Es ist wie der Blick in die Eingeweide eines Museums, in sein Innenleben, das normalerweise verborgen bleibt. Susana Pérez lässt sich unterbrechen bei ihrer Arbeit und erzählt von den Details, die bei den Vorarbeiten ans Licht kamen.

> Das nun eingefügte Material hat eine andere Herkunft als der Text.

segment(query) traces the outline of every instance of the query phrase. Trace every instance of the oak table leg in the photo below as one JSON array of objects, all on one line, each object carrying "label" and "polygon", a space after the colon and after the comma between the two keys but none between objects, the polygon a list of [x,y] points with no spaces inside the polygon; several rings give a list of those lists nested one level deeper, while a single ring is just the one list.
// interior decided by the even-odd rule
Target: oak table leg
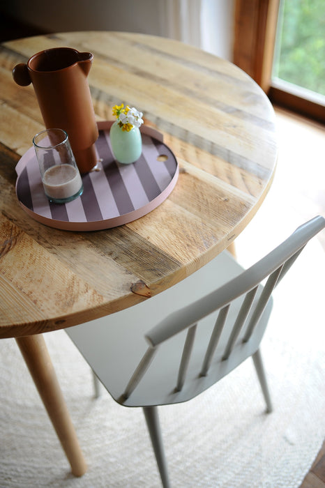
[{"label": "oak table leg", "polygon": [[236,258],[236,245],[234,242],[232,242],[227,247],[227,250],[230,252],[231,254],[232,254],[233,257]]},{"label": "oak table leg", "polygon": [[71,465],[72,473],[75,476],[82,476],[86,471],[86,462],[44,337],[41,334],[29,335],[17,337],[16,342]]}]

"Bei den Laboranalysen etwa konnte man sehen, dass die Figuren zunächst nackt gemalt worden sind, erst danach wurden sie mit Kleidern übermalt. Die verwendeten Materialien sind sehr hochwertig. Er hat vier Sorten Blau verwendet, an der Oberfläche das wertvollste, den Lapislazuli, den Lasurstein. Mit dieser Qualität der verwendeten Materialien hängen die kraftvolle und leuchtende Wirkung der Farben und ihr prinzipiell guter Erhaltungszustand zusammen. Er hatte aber auch andere Tricks parat. Zum Beispiel die Verwendung von gemahlenem Glas. Das gibt dem Bild seine Transparenz und Reflexe, die sehr gezielt eingesetzt und entsprechend bewundert wurden."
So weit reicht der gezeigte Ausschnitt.